INTRACRANIAL HEMORRHAGE IN THE NEWBORN
Intracranial hemorrhage in the neonate is classified by location and in order of frequency as (1) periventricularintraventricular, (2) subarachnoid, (3) subdural, or (4) posterior fossa hemorrhage. All neonates should be followed closely for symptomatic anemia.
Periventricular-intraventricular hemorrhage (IVH) originates in the germinal matrix near the lateral ventricles and typically is observed in infants born preterm before 34 weeks’ gestation (Plate 1-12). In preterm infants, the inherent friability of the germinal matrix is often complicated by cardiopulmonary compromise during birth and physiologic stresses of adjusting to the extrauterine environment in the early neonatal period. Massive bleeding, now quite rare, precipitates a bulging fontanelle, respiratory difficulties, tonic posturing, seizures, anemia and, ultimately, multisystem failure. Minor bleeding detected with serial cranial ultrasonography is now more common. Some preterm infants will develop ventriculomegaly without cranial growth or elevated intracranial pressure, consistent with hydrocephalus ex vacuo from encephalomalacia. Approximately 15% of preterm infants with IVH will require surgical intervention for symptomatic hydrocephalus. Long-term neurologic deficits are common in preterm infants with IVH, including cerebral palsy, epilepsy, cognitive delay, and behavioral abnormalities. In full- term infants, IVH typically occurs secondary to deep central venous thrombosis, and approximately half of these infants will develop early or late hydrocephalus. Term infants with IVH are also prone to chronic neurologic deficits, including epilepsy, cognitive delay, and behavioral abnormalities.

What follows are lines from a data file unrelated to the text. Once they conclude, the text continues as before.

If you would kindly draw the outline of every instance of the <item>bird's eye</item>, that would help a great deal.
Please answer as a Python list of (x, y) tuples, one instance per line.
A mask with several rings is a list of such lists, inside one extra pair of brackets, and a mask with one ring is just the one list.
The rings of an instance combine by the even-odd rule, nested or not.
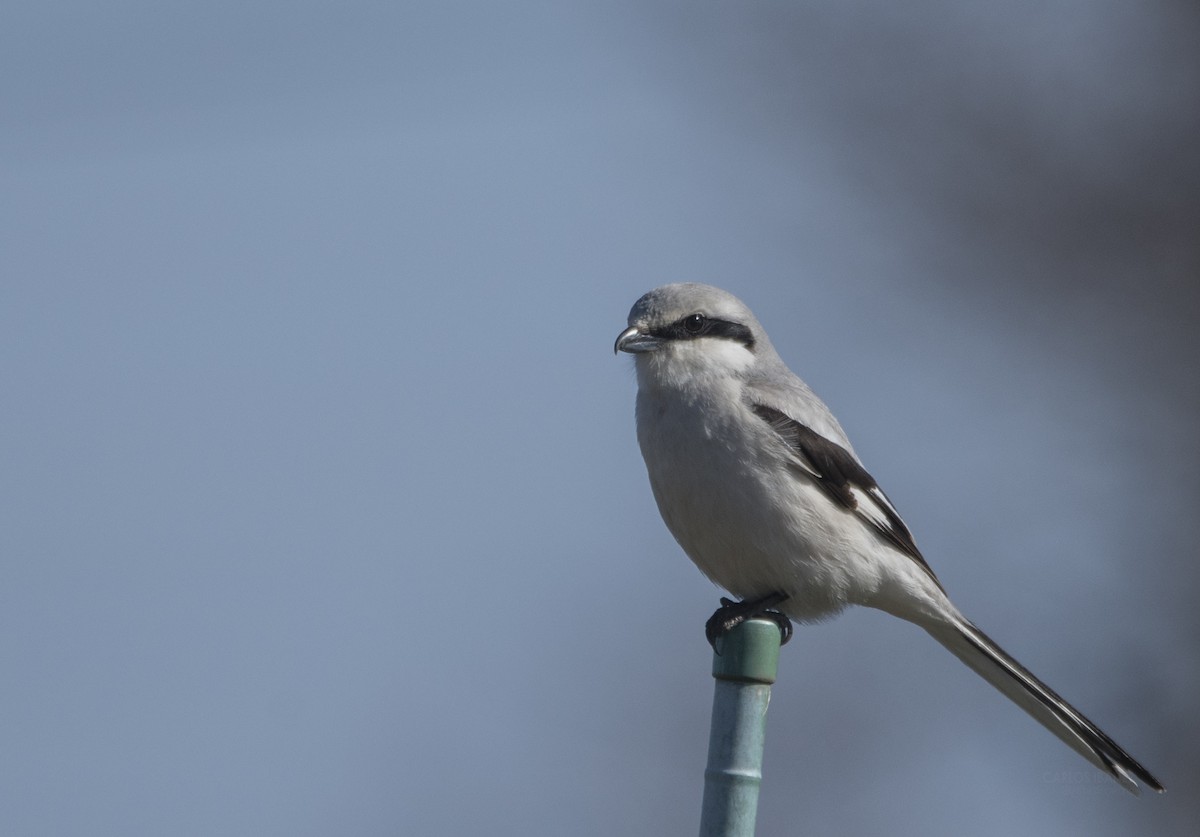
[(692, 314), (690, 317), (683, 318), (683, 328), (688, 334), (699, 334), (704, 330), (704, 324), (707, 322), (703, 314)]

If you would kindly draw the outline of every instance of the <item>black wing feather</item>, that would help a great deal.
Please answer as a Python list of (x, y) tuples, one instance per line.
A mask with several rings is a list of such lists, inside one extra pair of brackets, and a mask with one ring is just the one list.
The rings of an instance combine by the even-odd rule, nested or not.
[[(896, 513), (891, 500), (883, 493), (875, 478), (867, 473), (867, 469), (848, 450), (774, 407), (752, 404), (751, 409), (771, 426), (801, 461), (805, 470), (816, 477), (817, 485), (834, 502), (849, 511), (857, 512), (901, 552), (920, 564), (929, 573), (930, 578), (937, 582), (937, 576), (933, 574), (929, 564), (925, 563), (912, 533)], [(872, 505), (883, 514), (885, 520), (881, 521), (863, 512), (858, 497), (855, 496), (856, 489), (877, 500)], [(941, 584), (938, 583), (938, 586)]]

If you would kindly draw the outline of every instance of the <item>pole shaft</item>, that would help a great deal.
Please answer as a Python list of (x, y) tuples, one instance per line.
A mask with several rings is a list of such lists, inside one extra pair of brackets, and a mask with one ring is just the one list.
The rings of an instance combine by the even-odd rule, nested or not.
[(779, 639), (774, 622), (751, 619), (717, 640), (700, 837), (753, 837)]

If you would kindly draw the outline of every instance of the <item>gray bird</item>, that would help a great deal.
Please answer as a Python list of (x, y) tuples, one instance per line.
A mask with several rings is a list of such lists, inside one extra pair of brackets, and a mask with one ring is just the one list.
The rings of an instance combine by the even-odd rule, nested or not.
[(739, 299), (709, 285), (656, 288), (614, 351), (636, 359), (638, 444), (663, 521), (743, 600), (723, 600), (710, 641), (771, 607), (799, 622), (878, 608), (924, 628), (1123, 787), (1163, 790), (959, 613), (837, 419)]

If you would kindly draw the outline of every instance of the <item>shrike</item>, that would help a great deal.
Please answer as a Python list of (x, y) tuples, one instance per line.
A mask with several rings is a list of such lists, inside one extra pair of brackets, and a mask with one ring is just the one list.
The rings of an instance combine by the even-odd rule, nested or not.
[(710, 641), (770, 607), (800, 622), (878, 608), (924, 628), (1125, 788), (1163, 790), (950, 603), (837, 419), (740, 300), (708, 285), (657, 288), (614, 351), (636, 358), (638, 444), (667, 528), (742, 599), (714, 614)]

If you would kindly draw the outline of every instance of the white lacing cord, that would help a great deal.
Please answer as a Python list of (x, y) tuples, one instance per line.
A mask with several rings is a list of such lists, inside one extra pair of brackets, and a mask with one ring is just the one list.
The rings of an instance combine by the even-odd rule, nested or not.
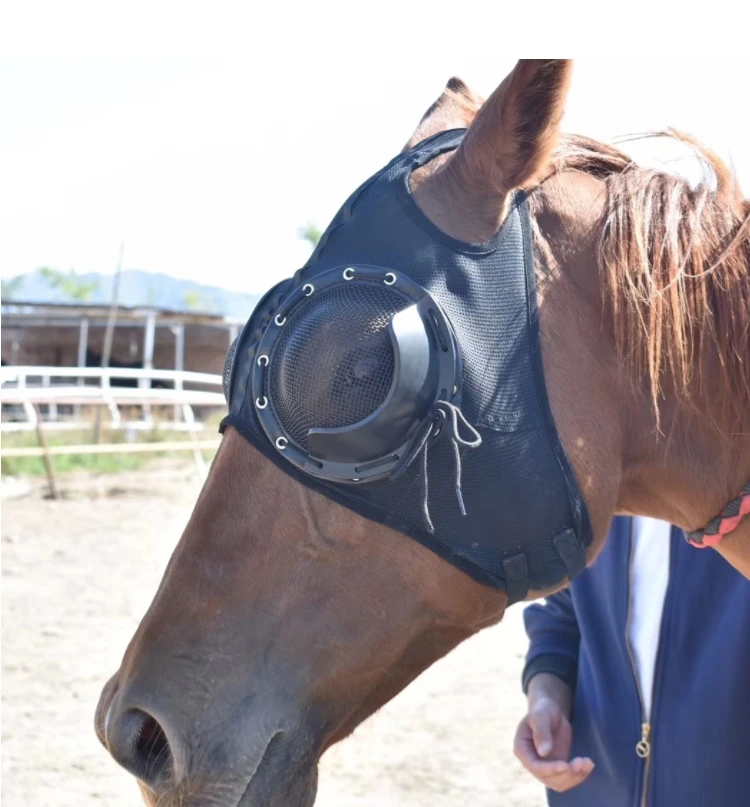
[[(453, 459), (454, 459), (454, 473), (455, 473), (455, 490), (456, 498), (458, 499), (458, 506), (461, 510), (461, 515), (466, 515), (466, 505), (464, 504), (464, 496), (461, 490), (461, 449), (462, 448), (477, 448), (482, 444), (482, 436), (479, 432), (469, 423), (464, 417), (463, 412), (449, 401), (437, 401), (432, 408), (432, 418), (430, 423), (425, 428), (423, 434), (417, 441), (414, 449), (409, 452), (408, 457), (402, 458), (399, 463), (392, 479), (400, 476), (406, 467), (414, 460), (414, 458), (421, 452), (422, 454), (422, 514), (424, 515), (425, 524), (429, 532), (435, 532), (435, 527), (430, 517), (430, 500), (429, 500), (429, 474), (428, 474), (428, 460), (430, 448), (442, 439), (444, 434), (447, 434), (451, 445), (453, 446)], [(461, 427), (468, 430), (471, 437), (469, 439), (461, 435)]]

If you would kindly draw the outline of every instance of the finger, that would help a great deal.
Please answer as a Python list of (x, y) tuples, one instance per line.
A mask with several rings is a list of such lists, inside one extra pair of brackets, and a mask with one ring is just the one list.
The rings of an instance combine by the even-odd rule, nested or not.
[[(534, 744), (534, 737), (531, 732), (530, 726), (523, 722), (518, 727), (516, 732), (515, 741), (513, 743), (513, 752), (519, 759), (521, 764), (535, 776), (537, 770), (545, 770), (547, 772), (562, 772), (567, 769), (568, 763), (562, 759), (542, 759), (537, 753), (537, 747)], [(541, 768), (538, 766), (542, 766)], [(546, 767), (545, 767), (546, 766)]]
[(547, 787), (550, 786), (548, 783), (564, 785), (565, 777), (572, 776), (568, 771), (568, 763), (562, 760), (548, 762), (521, 759), (521, 764), (538, 782)]
[(539, 754), (537, 754), (534, 738), (528, 727), (519, 729), (516, 734), (516, 740), (513, 743), (513, 753), (527, 770), (531, 770), (532, 765), (542, 761)]
[(578, 785), (586, 780), (587, 776), (588, 774), (577, 774), (572, 771), (566, 771), (565, 773), (555, 774), (545, 778), (539, 777), (539, 779), (545, 787), (557, 793), (562, 793), (565, 790), (578, 787)]
[(542, 709), (529, 715), (529, 726), (534, 738), (534, 745), (540, 757), (552, 753), (552, 721), (549, 712)]
[(537, 778), (550, 790), (562, 793), (565, 790), (577, 787), (588, 779), (593, 769), (594, 763), (590, 760), (587, 765), (580, 765), (577, 769), (573, 766), (573, 763), (570, 763), (568, 770), (562, 773), (539, 776)]
[(562, 759), (529, 759), (528, 769), (535, 776), (544, 776), (546, 778), (554, 776), (581, 776), (586, 778), (592, 770), (594, 770), (594, 763), (588, 758), (577, 757), (570, 762), (565, 762)]
[(520, 762), (536, 775), (550, 775), (555, 773), (581, 773), (588, 776), (594, 769), (594, 762), (590, 757), (574, 757), (570, 762), (560, 759), (542, 759), (537, 754), (536, 746), (531, 732), (525, 724), (521, 724), (516, 732), (513, 743), (513, 752)]
[(594, 763), (589, 757), (576, 757), (570, 760), (570, 768), (573, 773), (588, 776), (594, 770)]
[(571, 772), (570, 763), (564, 759), (532, 759), (526, 766), (538, 778), (548, 779), (563, 776)]

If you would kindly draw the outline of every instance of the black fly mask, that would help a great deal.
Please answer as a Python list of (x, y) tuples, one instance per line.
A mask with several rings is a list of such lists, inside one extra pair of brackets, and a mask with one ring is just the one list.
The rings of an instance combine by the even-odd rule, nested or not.
[(263, 297), (227, 356), (222, 430), (516, 602), (579, 574), (591, 528), (547, 400), (524, 195), (465, 244), (409, 192), (464, 131), (367, 180)]

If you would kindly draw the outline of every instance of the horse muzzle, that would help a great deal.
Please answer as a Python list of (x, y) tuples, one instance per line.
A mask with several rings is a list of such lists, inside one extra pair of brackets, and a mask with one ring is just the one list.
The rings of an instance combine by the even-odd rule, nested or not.
[[(204, 721), (184, 701), (176, 707), (164, 693), (123, 688), (117, 679), (113, 676), (102, 691), (96, 734), (113, 759), (136, 777), (150, 807), (314, 803), (320, 744), (309, 721), (269, 708), (267, 699), (261, 708), (242, 703), (227, 710), (230, 718)], [(188, 690), (171, 691), (180, 701)]]

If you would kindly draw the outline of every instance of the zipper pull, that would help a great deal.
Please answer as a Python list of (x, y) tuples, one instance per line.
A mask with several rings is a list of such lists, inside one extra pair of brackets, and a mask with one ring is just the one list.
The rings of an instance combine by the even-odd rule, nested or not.
[(635, 753), (641, 759), (646, 759), (651, 753), (651, 743), (649, 736), (651, 735), (651, 726), (648, 723), (641, 724), (641, 739), (635, 745)]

Subarachnoid hemorrhage may be caused by asphyxia or by forces of normal delivery. In full-term infants, it may be asymptomatic or associated with focal or generalized seizures, with no focal deficits. Subdural hemorrhage results from tears in the falx cerebri and tentorium, rupture of bridging veins over the hemispheres, or occipital osteodiastasis in breech delivery. Causes include excessive molding forces during delivery, the infant’s size, and difficult extractions. Symptoms are acute or subacute hemiparesis, focal seizures, and ipsilateral pupillary abnormalities. Surgical drainage is the appropriate treatment in select cases. Cranial ultrasonography rarely provides adequate information, and either a rapid computed tomography (CT) or MRI scan is needed for management decisions.
Posterior fossa hemorrhage can result from tentorial trauma or occipital osteodiastasis. Either a rapid CT or MRI scan is needed for management decisions; cranial ultrasonography does not provide adequate imaging to assess the mass effect of the hematoma. Surgical drainage is rarely indicated.